Never one for grandiloquence, Robert Ryman has for some recent exhibitions drafted short statements about the continuous experiment that is his painting. These tend invariably toward the plainspoken, hardware-store procedural, and are thus the perfect complement to work that has long engaged the stuff of the medium without a surplus of theoretical effluvia, despite a patent conceptual orientation. In the text accompanying “Large-small, thick-thin, light reflecting, light absorbing,” which comprised nineteen numbered paintings of the same title on various supports (Tyvek made of spunbonded olefin, MDF, aluminum, wood, and cotton stretched over wood), Ryman explains his use of industrial Tyvek (“It is very thin and looks like paper, but is strong and not affected by moisture and repels dust”) as well as his prolonged engagement with the small wooden panels and other technical matters. But he spends the better part of the account discoursing upon light: not illusionistic incandescence pictured within, but illumination that hits the surface from without, a Ryman hallmark that aims to differentiate abstraction as a residual image from the artist’s own object-bound marks. (These marks are “realist,” in his lexicon, as they annex “real light and space” and other exogenous conditions as part of their composition.)

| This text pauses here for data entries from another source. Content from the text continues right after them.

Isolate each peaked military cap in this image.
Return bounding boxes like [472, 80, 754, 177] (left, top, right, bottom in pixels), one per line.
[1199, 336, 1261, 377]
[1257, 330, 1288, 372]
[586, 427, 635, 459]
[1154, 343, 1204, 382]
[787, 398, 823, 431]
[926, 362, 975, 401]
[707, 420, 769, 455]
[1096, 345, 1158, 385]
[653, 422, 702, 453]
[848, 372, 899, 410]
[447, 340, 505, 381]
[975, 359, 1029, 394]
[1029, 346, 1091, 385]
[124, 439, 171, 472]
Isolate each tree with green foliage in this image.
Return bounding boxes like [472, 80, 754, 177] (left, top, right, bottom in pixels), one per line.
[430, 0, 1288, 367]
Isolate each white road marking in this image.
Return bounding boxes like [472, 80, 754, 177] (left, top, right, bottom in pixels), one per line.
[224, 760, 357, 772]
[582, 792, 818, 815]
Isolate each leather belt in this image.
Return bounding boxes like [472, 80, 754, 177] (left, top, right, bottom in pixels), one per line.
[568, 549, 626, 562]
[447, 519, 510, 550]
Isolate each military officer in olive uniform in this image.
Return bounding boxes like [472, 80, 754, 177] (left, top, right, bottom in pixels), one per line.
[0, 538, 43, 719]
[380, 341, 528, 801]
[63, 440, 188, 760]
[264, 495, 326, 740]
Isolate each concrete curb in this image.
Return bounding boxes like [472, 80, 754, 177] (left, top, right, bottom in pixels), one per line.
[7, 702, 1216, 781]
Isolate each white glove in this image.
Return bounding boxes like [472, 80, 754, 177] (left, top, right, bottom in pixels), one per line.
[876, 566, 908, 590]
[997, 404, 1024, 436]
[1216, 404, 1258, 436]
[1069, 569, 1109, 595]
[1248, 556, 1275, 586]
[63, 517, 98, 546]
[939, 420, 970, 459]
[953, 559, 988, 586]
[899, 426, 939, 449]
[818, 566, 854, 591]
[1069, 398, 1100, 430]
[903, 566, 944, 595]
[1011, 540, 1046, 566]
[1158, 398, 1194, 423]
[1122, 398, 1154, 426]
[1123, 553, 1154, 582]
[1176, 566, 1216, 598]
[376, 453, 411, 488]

Still, one needn’t have read Ryman to intuit that light, or ever- mutable conditions of notice, was very much the point here—a feat, given the less than optimal circumstances presented by a dim, windowless gallery. Even in the stagnant room, most pieces held almost ineffable passages of, say, glossy over matte paint that disclosed them- selves only when seen obliquely or at unusually intimate range. Large-small, thick-thin, light reflecting, light absorbing 18, 2008, reveals two ghostly rectangular fields hovering above a thinner pellicle, itself striated by the wooden base into which it is settling; Large-small, thick-thin, light reflecting, light absorbing 16, 2007, exhibits shellac buffed to a mirrorlike polish that goes dark when confronted head-on; and Large-small, thick-thin, light reflecting, light absorbing 25, 2007, plays layers of B-I-N primer sealer and epoxy against one another, registering as relatively grayer and creamier, respectively. Reciprocity, here between primer and paint, but elsewhere between surface and the light that brings it to the pitch of visibility, or between painting and wall (where shadows frequently manage the transition from panel to plane), was both a through-line and a palpable imperative. The titles similarly avow relationships, differences put into quite literal relief.

Staples affixing the Tyvek paintings to the architecture functioned as adaptive mechanisms: straightforward means of mounting the works. (While Ryman has used visible fasteners, including tape and myriad brackets since the mid-1970s, his use of staples in the present context read as bracingly casual, with holes from prior installations left behind as small if gaping incisions redolent of dorm-room posters.) As is the case with so many of Ryman’s formal devices, the staples represent a pragmatic solution to a question posed by the materials: in this case, how do you hang Tyvek? He also tested how paint-marker ink would interact with the industrial product before using it, and thought to paint both sides as he had with earlier works (such as Pace and Pair Navigation, both 1984), though, of course, only one would be observable. Along similar lines, Ryman once imagined working in outer space, where a painting “would float around and you could see the front and the back and the edge of it and it would all make sense.” Making peace with circumstance, in the meantime—no sunlight, paintings that move, get hung and rehung and taken away, and that are spied from a single, gravity-bound vantage point—Ryman’s recent grouping showed compromise to be the basis for making meaning, and the most exacting form of creation.